Liberal Members of Parliament Bob Nault and Wayne Easter want the broadcast regulator to “rethink” a decision to bar Canada’s CTV network from substituting Canadian ads during the football feeds from the U.S.
The decision will cost the economy tens of millions of dollars and air ads for some products Canadians can’t even buy, they said.
The NFL sold the Canadian rights for the Feb. 5 game to CTV that fears a $40-million loss as it pays for the game feed by selling domestic ads.
News in brief:
- The Bank of Montreal will compensate clients a total of $49.9 million for collecting “excess fees” on some mutual funds and investment products over eight years. The bank must also pay $2.1 million to the Ontario Securities Commission and $90,000 for the cost of the investigation. Earlier CIBC returned $73.3 million to its clients and Scotiabank refunded $19.9 million.
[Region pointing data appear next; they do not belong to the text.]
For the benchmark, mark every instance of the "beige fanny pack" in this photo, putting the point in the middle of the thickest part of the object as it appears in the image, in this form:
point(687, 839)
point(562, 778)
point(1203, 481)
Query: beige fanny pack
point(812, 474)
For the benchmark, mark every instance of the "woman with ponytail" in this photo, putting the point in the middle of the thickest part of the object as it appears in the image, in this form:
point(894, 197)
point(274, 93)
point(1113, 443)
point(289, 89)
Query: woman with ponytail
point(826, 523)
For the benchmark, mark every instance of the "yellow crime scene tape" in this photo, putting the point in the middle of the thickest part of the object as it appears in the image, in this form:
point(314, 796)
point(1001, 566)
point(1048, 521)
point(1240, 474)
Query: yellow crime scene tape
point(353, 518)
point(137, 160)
- The Ontario government is being asked to approve a City of Toronto request that it impose road tolls on two major commuter highways. City councillors voted 32-9 to add the fees on the Gardiner Expressway and Don Valley Parkway. Mayor John Tory said the city needs the money to pay for transit and road infrastructure projects instead of raising property taxes.
Facts and figures:
Canada’s dollar is lower at 74.93 cents U.S. while the U.S. dollar returns $1.334 Canadian, before exchange fees.
The Bank of Canada’s key interest rate remains at 0.5 percent while the prime-lending rate is 2.7 percent.
Stock markets are lower, with the Toronto exchange index at 15,250 points while the TSX Venture index is at 731 points.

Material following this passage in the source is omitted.